A la Section II de ce Protocole intitulée « Des élections », l’article 2.1 dispose : « Aucune réforme substantielle de la loi électorale ne doit intervenir dans les six (6) mois précédant les élections, sans le consentement d’une large majorité des acteurs politiques… ».

Au regard de cette obligation internationale du Mali, la programmation du scrutin communal pour le 20 novembre 2016 alors qu’une procédure de relecture de la loi électorale est actuellement en cours, interpelle quant au risque potentiel de non-respect par le gouvernement de sa responsabilité internationale en vertu du traité de la CEDEAO.

LE GOUVERNEMENT SOUS LE COUP DU DELAI D’EXCLUSION DE TOUTES OPERATIONS ELECTORALES

Il se trouve qu’une procédure de révision de la loi électorale avec notamment des modifications relatives aux élections communales est en cours depuis le 15 juin 2016 alors que le scrutin pour ces mêmes élections est convoqué pour le 20 novembre 2016.

Sans conteste, le gouvernement est sous le coup de l’interdiction générale de principe par le Protocole, d’organiser des élections dans le délai des six (6) mois précédant tout scrutin. L’article 2.1 impose aux Etat membres de la CEDEAO dont le Mali, des restrictions en matière de tenue d’élections dans ce délai minimum de six (6) mois. En quelque sorte, ce délai de six (6) mois précédant les élections, assimilable à une sorte de « zone d’exclusion électorale », est considéré par la CEDEAO comme une période dans laquelle les effets des manipulations des règles du jeu électoral peuvent entacher la crédibilité des scrutins. D’où des restrictions par rapport à la relecture de la loi électorale.

Même en ne prenant en compte que le 15 juin 2016, date d’adoption du projet de loi électorale en Conseil des ministres, le gouvernement ne s’en sort pas, car de cette date au 20 novembre 2016 prévu pour le scrutin communal, nous sommes déjà à cinq (5) mois, donc en deçà du délai minimum imposé par le Protocole de la CEDEAO.

Les incertitudes quant à la date exacte d’adoption par l’Assemblée nationale dudit projet de loi électorale fragilisent encore davantage le gouvernement, dans la mesure où celle-ci pourrait très probablement intervenir à seulement à deux (2) ou au plus trois (3) mois du scrutin programmé pour le 20 novembre 2016, c’est-à-dire dans le mépris total du délai de la CEDEAO.

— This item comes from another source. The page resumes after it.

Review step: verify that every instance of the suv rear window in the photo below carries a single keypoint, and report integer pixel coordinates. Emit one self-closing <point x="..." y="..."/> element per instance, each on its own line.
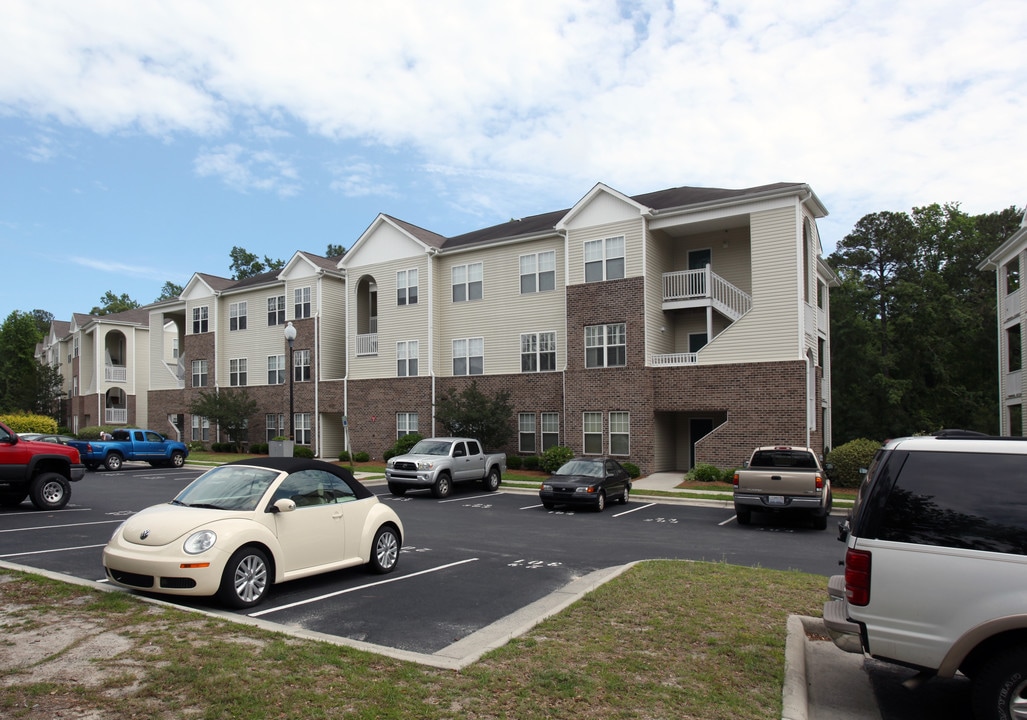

Qu’à cela ne tienne ! Il est vrai que malgré tout, la violation de l’article 2.1 du Protocole ne pourrait pas, à ce stade, être considérée comme consommée. Il faudrait, pour ce faire, que deux conditions supplémentaires soient réunies. En effet, l’article 2.1 prohibant toute « réforme substantielle » de la loi électorale « sans le consentement d’une large majorité des acteurs politiques », on peut en déduire a contrariori, qu’à moins de six (6) mois d’une échéance électorale, pourrait intervenir sans le consentement d’une large majorité des acteurs politiques une reforme non substantielle de la loi électorale.

D’où les interrogations suivantes :

S’agit-il ou non d’une « réforme substantielle » de la loi électorale ?

Le consentement d’une large majorité des acteurs politiques est-il acquis ?

LES MODIFICATIONS PROPOSEES SONT SUBSTANTIELLES

 Le projet de loi électorale actuellement au niveau de l’Assemblée nationale peut-il être considéré comme porteur de « réformes substantielles », donc tombant sous le coup de l’article 2.1 du Protocole ?

La réponse à cette question ne peut être qu’affirmative, eu égard à la teneur des modifications proposées par cette relecture et qui portent entre autres sur les points suivants :

La création d’une CENI régionale ;

  • La fixation d’un délai de quatre-vingt-dix (90) jours d’interdiction avant tout scrutin, de pratiques publicitaires à caractère commercial, de dons et libéralités en argent ou en nature à des fins de propagande pour influencer ou tenter d’influencer le vote durant la campagne électorale ;
  • L’interdiction de la tenue à des dates différentes des élections des conseillers des collectivités territoriales en cas de risque majeur de remise en cause de l’intégrité territoriale, de l’unité nationale et de la souveraineté de l’Etat ;
  • L’introduction du vote par anticipation en faveur des membres des forces armées et de sécurité ;
  • L’augmentation à 35 millions de FCFA de la caution de la présidentielle ;
  • La privation, sauf cas de force majeure, du remboursement de la caution au candidat présidentiel qui désiste ;
  • Le durcissement du parrainage de la déclaration de candidature présidentielle qui, au lieu de 10 députés minimum ou au moins 5 conseillers communaux dans chaque région et dans le District de Bamako, doit recueillir désormais au moins 15 députés et 5 conseillers nationaux ;
  • L’intégration du quota dans la constitution des listes de candidatures aux élections législatives et des conseillers des collectivités territoriales ;
  • La prise en compte au niveau de la configuration des listes de candidatures aux législatives de la suppléance qui suppose des candidats « titulaires » et « suppléants »;
  • L’institution du suffrage universel direct pour l’élection des conseillers de cercle ;
  • L’extension aux secrétaires généraux des arrondissements et aux membres des autorités indépendantes, du régime d’inéligibilité aux conseils des collectivités territoriales.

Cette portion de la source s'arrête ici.